The economy benefited from the war in Ukraine, which resulted in significant inflows of funds from businesses and migrants and rerouted exports. Consequently, real GDP growth has been very strong over the past three years. Looking ahead, even if a slowdown is underway, the economy is expected to perform well, with long-term real GDP projections close to 5%.
Amid a normalisation in tourism and private transfers, the current account deficit has widened to 4.2% of GDP in 2024 and is expected to be close to 5% of GDP in the coming years as the positive effects from the war in Ukraine phase out. Looking ahead, reliance on Russian gas remains a risk given the ongoing rapprochement with the EU. In the past, reductions in gas prices were used by Russia to gain concessions such as participation in the Russian-led Eurasian Economic Union and ownership in key assets, and as a result, Russia owns strategic infrastructure such as the gas distribution network.
Moderate public debt and improved financial risk
Public finances are currently sustainable, with a moderately high central government debt (slightly above 50% of GDP). A little more than half of public debt is owed to external creditors. As shown on the graph, a large share of external debt is owed to multilateral creditors, largely under concessional terms, followed by bilateral creditors and private creditors, as Armenia was able to issue bonds on the international financial market. This means that Armenia is exposed to changes in global financial conditions. On the plus side, the financial situation has improved drastically amid a decline in the external debt-to-GDP ratio and an improvement in the net international investment position (which remains negative). Moreover, debt service is also moderate, but is expected to increase with Eurobond maturities due in 2029 and 2031.
Moderate liquidity
Even if the level of foreign exchange reserves is moderate and fluctuates (as shown in the graph), the risk of the imposition of exchange controls is partly mitigated by the precautionary IMF Stand-By Arrangement. That said, the short-term political risk is classified in category 4/7 as the current account deficit is expected to widen. Moreover, the large levels of bilateral trade with Russia expose the entities that help to circumvent Western sanctions on Russia to the risk of being targeted by sanctions from the West.
The exchange rate of the dram was relatively stable in 2024 and has recently depreciated against the USD. Following a period of elevated inflation (shown in the graph), this figure then dropped sharply, and despite a recent rebound, it remains well below the central bank’s target of 4%. This did however allow the central bank to gradually reduce its interest rates, which had a positive impact on the lending rate and access to credit. The business environment classification in D/G is supported by a favourable economic outlook, a relatively stable exchange rate and an environment of low inflation, but is hindered by the institutional framework and a geopolitical environment that could increase exchange rate volatility at any time.

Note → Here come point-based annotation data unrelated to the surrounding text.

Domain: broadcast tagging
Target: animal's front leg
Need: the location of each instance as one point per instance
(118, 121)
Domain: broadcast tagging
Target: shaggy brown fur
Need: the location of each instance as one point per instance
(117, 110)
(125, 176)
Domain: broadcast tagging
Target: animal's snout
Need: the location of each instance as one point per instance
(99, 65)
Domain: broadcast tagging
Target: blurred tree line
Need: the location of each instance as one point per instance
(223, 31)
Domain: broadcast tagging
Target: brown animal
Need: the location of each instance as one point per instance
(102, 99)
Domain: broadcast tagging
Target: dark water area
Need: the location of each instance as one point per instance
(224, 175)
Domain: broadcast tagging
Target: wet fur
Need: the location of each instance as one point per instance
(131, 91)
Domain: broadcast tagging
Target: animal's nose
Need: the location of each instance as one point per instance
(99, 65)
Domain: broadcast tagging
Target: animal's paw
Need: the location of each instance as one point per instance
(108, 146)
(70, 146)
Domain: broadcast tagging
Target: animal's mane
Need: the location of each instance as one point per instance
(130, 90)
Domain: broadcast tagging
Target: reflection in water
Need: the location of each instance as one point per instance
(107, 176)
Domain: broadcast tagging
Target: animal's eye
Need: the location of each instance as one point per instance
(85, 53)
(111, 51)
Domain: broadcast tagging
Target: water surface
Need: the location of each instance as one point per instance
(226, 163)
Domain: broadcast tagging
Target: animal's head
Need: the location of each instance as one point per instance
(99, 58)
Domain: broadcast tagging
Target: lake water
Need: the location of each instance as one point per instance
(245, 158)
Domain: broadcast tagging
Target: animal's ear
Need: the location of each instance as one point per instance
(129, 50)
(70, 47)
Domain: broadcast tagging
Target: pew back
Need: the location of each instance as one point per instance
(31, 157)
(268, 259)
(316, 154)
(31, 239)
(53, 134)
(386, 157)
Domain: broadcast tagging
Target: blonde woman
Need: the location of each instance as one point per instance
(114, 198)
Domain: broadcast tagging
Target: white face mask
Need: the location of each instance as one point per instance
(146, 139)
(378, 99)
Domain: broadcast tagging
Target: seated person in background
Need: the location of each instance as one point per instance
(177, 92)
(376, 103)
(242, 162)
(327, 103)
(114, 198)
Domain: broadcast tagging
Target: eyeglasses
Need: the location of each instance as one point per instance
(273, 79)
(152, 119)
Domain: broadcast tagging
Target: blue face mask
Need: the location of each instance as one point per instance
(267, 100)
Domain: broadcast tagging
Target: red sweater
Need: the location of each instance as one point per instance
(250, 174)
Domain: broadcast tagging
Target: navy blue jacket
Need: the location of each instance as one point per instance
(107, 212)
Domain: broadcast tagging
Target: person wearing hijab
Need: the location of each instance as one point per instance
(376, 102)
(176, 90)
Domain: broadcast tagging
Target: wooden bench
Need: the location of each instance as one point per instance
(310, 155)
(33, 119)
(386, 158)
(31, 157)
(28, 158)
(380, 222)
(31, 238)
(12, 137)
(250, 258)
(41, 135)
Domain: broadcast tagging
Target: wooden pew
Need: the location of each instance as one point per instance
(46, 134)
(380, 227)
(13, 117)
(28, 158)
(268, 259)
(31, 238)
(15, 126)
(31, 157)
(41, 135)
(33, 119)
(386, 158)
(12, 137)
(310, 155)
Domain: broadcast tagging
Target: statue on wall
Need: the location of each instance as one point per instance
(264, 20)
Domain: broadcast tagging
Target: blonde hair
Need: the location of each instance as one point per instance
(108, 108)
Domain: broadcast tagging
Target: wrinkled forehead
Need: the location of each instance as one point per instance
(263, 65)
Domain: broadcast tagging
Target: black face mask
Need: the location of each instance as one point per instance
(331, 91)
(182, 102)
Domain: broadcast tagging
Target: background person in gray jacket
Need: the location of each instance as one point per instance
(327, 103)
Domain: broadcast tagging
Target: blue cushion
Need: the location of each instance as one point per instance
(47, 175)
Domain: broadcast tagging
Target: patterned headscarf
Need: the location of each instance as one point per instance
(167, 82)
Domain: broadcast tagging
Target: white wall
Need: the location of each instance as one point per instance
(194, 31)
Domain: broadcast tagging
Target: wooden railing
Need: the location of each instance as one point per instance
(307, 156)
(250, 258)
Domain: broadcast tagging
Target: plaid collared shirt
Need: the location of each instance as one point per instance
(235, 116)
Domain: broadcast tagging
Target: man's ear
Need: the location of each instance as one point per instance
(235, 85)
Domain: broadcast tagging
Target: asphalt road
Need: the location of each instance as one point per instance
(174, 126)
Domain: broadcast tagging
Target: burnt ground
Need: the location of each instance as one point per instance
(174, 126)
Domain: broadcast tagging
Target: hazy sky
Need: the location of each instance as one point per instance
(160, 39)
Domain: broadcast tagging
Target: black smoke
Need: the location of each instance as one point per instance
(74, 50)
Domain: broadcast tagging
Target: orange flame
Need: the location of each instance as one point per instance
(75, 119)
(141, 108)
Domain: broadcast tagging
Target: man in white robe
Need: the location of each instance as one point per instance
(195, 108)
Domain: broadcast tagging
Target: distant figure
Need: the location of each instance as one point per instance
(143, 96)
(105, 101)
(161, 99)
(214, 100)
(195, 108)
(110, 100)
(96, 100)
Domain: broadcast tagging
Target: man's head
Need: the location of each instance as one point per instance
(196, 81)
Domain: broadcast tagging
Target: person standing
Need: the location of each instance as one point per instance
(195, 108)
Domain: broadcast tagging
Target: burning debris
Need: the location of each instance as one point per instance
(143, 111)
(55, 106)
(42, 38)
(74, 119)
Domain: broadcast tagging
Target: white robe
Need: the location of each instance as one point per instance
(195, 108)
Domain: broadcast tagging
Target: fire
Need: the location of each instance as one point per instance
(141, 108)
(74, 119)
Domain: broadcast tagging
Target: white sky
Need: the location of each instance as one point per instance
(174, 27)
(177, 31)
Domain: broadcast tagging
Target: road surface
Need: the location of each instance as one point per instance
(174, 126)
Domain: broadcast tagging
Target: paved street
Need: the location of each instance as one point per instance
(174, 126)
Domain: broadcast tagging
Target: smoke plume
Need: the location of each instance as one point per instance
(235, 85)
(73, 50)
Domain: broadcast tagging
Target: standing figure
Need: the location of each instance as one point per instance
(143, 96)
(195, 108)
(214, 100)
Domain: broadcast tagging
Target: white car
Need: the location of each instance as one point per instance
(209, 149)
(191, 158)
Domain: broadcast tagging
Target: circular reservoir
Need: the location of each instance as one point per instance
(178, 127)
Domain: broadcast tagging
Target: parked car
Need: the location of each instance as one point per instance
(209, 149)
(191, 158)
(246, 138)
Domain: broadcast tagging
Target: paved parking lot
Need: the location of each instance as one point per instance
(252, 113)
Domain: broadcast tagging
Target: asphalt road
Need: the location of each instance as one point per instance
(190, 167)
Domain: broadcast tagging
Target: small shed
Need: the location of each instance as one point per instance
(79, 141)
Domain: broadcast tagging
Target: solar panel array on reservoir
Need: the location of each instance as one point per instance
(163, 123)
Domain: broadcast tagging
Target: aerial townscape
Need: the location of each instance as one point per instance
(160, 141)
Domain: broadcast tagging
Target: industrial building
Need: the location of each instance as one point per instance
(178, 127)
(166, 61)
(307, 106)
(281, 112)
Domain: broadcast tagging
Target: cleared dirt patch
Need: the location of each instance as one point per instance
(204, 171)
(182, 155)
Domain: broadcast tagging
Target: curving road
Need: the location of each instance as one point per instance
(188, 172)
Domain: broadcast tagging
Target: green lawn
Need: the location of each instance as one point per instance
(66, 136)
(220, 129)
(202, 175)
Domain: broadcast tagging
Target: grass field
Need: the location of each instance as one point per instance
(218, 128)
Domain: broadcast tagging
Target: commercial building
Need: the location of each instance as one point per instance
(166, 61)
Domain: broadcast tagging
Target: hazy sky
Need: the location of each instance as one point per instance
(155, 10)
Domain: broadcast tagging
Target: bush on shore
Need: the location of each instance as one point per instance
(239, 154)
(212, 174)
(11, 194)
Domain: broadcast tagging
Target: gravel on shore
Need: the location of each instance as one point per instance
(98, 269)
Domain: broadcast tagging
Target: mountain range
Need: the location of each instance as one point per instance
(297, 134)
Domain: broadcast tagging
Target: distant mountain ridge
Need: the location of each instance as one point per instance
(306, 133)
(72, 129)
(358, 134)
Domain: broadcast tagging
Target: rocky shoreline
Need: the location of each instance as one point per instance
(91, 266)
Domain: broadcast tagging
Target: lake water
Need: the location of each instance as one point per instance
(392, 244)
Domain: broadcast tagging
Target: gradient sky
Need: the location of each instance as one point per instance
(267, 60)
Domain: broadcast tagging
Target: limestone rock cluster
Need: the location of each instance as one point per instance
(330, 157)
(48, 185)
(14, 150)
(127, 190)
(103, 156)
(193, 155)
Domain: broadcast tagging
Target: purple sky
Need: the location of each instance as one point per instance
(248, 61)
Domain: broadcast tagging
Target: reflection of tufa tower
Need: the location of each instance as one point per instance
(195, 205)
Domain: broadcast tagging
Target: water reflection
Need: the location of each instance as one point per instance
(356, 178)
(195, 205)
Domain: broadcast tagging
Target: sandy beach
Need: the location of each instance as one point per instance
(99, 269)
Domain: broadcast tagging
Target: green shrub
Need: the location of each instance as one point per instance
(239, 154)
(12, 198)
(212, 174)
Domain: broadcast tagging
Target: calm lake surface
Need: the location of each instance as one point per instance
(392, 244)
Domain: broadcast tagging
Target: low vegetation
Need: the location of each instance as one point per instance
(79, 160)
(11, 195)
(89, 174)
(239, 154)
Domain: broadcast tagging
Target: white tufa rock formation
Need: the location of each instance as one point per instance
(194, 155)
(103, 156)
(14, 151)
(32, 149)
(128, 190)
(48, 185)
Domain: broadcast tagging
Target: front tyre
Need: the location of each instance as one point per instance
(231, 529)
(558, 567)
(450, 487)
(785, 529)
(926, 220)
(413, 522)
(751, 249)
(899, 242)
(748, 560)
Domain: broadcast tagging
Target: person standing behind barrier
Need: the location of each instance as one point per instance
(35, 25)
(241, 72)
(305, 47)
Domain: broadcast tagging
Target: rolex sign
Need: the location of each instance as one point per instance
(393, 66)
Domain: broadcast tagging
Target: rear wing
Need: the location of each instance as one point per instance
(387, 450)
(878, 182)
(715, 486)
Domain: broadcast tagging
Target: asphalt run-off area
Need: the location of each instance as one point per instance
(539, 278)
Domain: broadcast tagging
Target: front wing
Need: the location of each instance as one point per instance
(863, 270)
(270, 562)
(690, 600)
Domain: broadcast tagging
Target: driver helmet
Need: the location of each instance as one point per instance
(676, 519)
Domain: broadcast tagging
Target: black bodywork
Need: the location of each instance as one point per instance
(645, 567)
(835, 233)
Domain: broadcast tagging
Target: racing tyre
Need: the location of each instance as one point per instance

Upgrade of MLT political risk classification
Credendo decided to upgrade the MLT political risk – which represents the solvency of a country – to category 5/7 from category 6/7. This decision was motivated by various factors notably related to the improvement of the financial situation and a decrease in risk related to the political situation. The country is now negotiating a peace agreement with Azerbaijan, and given the significant achievements so far, a renewed conflict between the countries seems highly unlikely.